Ce jour-là, elle menait boire son cheval à la fontaine publique, et ce cheval, privé de son harnachement et de l'éclat des torches qui éclairaient pendant les représentations l'intérieur de la tente, me parut singulièrement pareil à la rosse aveugle de notre fermier qui j'avais enfourchée quelquefois : c'était une longue bête osseuse, qui remuait aussi la peau d'un bout à l'autre du corps afin de chasser les mouches. Aussitôt je chassai de mon côté une si pénible vision pour lui substituer le coursier rouan de la romance du Nid de cygne qui, dans mon livre de ballades, conduit le chevalier auprès de la jeune fille assise dans l'herbe au bord de la rivière où baignent ses pieds nus.

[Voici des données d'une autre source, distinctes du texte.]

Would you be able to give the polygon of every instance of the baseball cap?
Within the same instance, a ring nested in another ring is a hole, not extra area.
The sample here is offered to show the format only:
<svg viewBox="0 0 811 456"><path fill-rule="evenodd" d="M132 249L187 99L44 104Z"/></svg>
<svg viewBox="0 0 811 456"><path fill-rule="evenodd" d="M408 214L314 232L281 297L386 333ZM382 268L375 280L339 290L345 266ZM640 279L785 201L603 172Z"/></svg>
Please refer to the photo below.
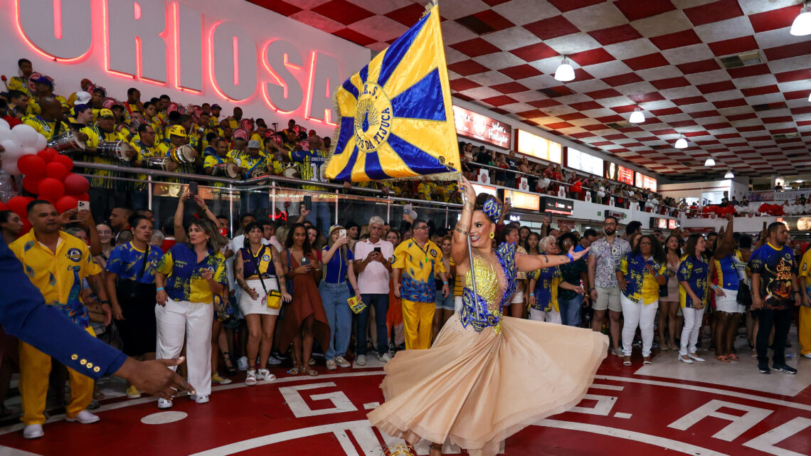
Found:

Mon amie était absorbée dans son travail ou faisait semblant. Elle ne daignait pas remarquer ma présence. J'étais forcé de continuer mon chemin puisqu'elle ne regardait pas dans ma direction. Et ce cheval qui n'en finissait pas de boire, qui était bien capable d'absorber toute l'eau du bassin ! Il y avait de quoi se désespérer. Enfin elle se retourna. Elle riait, la mauvaise : donc, elle m'avait vu. Et de sa voix la plus naturelle, comme si elle me découvrait tout à coup, elle me souhaita le bonjour.
Ne m'y attendant plus, je ne trouvai rien à dire. Ma figure déconfite la renseigna sans doute sur mes sentiments, car elle ne se fâcha point de mon silence et même elle le souligna :
– Alors, vous êtes muet, aujourd'hui ?
Et, riant plus fort, elle ajouta :
– Eh ! eh ! est-ce que vous n'êtes plus mon amoureux ?
Je baissai la tête pour cacher ma honte. Si je ne l'aimais plus ? J'estimai sa question insensée parce qu'on ne pouvait qu'aimer toujours. Et ce toujours qui ne me serait jamais venu aux lèvres faisait en moi une musique étrange, si douce que rien ne devait être plus doux sur la terre.
Tranquillement rassurée sur mon sort et sans doute sur l'effet qu'elle me produisait, elle tira sur la corde de son cheval qui ne buvait plus et dont les naseaux humides laissaient retomber des gouttes d'eau sur le bassin.